My first steps with Amazon DyamoDB
I’ve not too long ago been engaged on a private challenge the place I’ve determined to make use of and study extra about DynamoDB. Whereas I’ve used Dynamo a bit for small issues prior to now, the vast majority of my previous expertise has been with relational databases, and it’s taken me a while to get my head round working with NoSQL.
DynamoDB is Amazon Internet Providers’ absolutely managed NoSQL database.
Not like relational databases, which retailer their knowledge in structured rows and columns, Dynamo knowledge is saved in key-value pairs. Which means that the information you retailer in Dynamo is unstructured in comparison with what you’d often see in a relational database. The one schema that it’s a must to outline is your desk keys: the partition key and the kind key. Past that, your knowledge could be schemaless (though your utility nonetheless has to know deal with it).
In my challenge, I’m utilizing Python and accessing Dynamo by way of the
boto3 library. That is operating on AWS Lambda. In my code, I’ve a knowledge mannequin,
assortment , which I wanted to do primary CRUD (Create, Learn, Replace, Delete) operations on.
My code appeared one thing like this:
Do you see my mistake?
With each database operation I used to be doing, I used to be re-initializing the
boto3useful resource and the Dynamo Desk.

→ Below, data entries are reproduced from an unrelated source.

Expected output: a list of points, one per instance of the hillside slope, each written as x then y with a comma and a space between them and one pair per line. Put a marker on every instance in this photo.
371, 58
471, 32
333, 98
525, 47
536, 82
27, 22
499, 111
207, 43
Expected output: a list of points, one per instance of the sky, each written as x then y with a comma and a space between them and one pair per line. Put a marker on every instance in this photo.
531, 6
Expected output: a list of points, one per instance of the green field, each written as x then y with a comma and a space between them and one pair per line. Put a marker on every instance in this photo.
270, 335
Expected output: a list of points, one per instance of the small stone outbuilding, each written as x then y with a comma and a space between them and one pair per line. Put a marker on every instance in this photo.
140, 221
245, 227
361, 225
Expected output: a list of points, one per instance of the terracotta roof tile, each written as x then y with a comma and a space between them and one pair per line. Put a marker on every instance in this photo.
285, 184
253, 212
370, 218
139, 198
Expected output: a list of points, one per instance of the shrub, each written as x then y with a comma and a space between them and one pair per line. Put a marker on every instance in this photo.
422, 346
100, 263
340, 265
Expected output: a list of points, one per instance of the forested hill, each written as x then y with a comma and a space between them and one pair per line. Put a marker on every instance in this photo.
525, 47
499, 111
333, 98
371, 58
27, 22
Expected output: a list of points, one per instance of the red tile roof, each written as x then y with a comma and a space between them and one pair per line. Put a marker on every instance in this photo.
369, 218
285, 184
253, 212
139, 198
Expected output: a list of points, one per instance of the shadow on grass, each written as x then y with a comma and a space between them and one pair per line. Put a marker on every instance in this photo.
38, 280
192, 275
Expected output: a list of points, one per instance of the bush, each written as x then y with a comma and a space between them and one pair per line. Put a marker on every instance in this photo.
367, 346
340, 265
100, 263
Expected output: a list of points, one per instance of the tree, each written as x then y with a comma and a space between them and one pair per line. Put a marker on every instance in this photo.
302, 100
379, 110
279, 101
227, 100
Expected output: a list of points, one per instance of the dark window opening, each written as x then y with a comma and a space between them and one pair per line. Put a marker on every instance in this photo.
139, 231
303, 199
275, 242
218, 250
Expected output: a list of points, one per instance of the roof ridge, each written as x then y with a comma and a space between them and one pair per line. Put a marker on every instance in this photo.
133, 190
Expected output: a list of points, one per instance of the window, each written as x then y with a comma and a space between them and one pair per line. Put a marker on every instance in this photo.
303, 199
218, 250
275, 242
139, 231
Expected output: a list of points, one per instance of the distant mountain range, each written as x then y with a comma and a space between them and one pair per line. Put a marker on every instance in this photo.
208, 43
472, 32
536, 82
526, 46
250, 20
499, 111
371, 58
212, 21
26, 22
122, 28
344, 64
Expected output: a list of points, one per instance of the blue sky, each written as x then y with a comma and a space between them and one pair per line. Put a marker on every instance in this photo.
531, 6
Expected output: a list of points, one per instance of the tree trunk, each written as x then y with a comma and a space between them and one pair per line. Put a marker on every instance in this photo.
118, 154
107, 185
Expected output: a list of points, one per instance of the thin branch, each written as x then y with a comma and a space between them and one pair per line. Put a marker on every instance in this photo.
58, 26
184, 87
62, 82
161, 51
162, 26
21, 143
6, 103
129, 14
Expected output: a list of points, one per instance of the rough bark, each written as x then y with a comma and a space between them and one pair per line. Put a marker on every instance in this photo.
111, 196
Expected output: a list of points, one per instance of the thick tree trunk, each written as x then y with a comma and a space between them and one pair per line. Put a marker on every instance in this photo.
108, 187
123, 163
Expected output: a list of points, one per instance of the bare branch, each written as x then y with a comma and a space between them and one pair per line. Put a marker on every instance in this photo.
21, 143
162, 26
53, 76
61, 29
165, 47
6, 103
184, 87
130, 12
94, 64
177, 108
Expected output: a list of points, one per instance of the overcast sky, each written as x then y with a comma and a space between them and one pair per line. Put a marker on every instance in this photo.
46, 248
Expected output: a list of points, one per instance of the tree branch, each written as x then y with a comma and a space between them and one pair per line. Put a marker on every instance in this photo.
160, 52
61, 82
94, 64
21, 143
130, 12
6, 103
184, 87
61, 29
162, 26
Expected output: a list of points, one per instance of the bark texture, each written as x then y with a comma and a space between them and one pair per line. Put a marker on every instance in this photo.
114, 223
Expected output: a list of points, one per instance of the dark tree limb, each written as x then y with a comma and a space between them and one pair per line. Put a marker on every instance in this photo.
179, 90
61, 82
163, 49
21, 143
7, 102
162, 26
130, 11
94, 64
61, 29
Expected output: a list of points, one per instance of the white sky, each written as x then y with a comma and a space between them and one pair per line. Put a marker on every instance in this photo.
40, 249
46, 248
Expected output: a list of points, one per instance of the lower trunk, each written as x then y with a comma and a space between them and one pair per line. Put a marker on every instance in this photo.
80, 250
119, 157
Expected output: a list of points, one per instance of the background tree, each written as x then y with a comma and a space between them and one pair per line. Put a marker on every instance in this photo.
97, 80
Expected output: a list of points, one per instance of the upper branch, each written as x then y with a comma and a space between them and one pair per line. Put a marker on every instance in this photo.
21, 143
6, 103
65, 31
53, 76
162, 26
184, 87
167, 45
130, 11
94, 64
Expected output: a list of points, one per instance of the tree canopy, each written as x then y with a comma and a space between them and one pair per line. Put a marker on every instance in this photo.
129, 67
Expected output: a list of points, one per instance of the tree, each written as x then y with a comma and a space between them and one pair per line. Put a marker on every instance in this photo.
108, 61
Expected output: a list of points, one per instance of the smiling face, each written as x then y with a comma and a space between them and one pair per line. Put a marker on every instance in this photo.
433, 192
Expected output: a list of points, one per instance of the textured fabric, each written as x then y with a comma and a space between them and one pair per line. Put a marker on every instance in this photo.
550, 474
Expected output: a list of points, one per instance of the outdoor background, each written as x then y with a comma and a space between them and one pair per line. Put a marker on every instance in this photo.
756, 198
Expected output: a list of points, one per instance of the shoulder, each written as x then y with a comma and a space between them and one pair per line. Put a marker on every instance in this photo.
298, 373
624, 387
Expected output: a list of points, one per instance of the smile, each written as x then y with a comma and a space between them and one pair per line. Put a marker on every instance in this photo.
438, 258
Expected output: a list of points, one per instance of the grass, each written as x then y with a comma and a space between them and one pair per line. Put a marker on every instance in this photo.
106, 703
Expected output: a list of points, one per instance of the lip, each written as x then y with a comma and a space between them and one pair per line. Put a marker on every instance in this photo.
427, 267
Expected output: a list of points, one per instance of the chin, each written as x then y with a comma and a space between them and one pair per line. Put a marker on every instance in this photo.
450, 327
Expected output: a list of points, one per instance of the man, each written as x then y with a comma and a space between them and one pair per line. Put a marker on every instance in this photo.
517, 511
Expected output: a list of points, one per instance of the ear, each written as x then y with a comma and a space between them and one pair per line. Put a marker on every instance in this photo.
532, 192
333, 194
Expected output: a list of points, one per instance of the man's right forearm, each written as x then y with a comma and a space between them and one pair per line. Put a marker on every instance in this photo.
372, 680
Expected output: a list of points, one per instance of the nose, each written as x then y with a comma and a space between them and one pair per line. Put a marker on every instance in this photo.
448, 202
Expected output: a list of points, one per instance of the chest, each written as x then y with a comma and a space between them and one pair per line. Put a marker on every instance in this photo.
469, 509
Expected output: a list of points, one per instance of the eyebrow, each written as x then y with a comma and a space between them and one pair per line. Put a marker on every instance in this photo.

It was simple to do (particularly with GitHub Copilot principally writing these features for me), and I didn’t actually give it some thought on the time. Nonetheless, whereas reviewing some code, my fiancé, Myles Loffler, identified to me that that is actually an anti-pattern when working with
boto3 clients, particularly on Lambda.
Observe: Whereas I hit this anti-pattern whereas working with Dynamo, because of the nature of the CRUD operations — you’ll be able to run into it any time you’re re-initializing the identical
boto3 useful resource time and again!
Fortunately, this was each simple to repair, and fixing it made my code higher general!
I created a brand new
utilities file to deal with my database connections and added the next features:
Then, I refactored my CRUD features to only use
get_dynamo_table as an alternative of utilizing
You could have seen the usage of world variables in my database utility. Whereas that is typically thought of a foul follow, I used them primarily based on the Lambda greatest follow that implies taking advantage of execution environment reuse.
This made three main variations to my code:
That is clearly the large one!
To check, I deployed two variations of the applying, one with the outdated code and one with the brand new, and ran by a number of the workflows that resulted in CRUD operations.
Listed here are some examples of traces by my utility with out this alteration utilized to it. This motion included deleting an merchandise and a question:
And listed here are traces of the identical two actions (delete and question) by the applying with this alteration utilized:
Though we’re solely speaking about fractions of a second, these delays add up over time! The applying feels notably quicker and extra responsive after this alteration was utilized.
This strategy is each simpler to learn and, in the long run, will certainly be much less code in my challenge. I don’t should import
boto3and entry the setting variables every time I must entry the database. There’s a single perform to entry Dynamo now, so if I want to alter one thing, I’ll solely have to alter it in a single place.
The exams are cleaner too. Earlier than, I needed to mock
boto3 in each location, which was additionally pretty difficult, as I used to be mocking the return worth of a return worth. Now I can simply mock
get_dynamo_table , which is much more easy and straightforward to learn.
The brand new features in
utils.db don’t care concerning the desk title in any respect — it’s retrieved by the
get_dynamo_table_name perform in settings. As my challenge grows, this code is reuseable throughout different Lambdas that will use totally different Dynamo tables.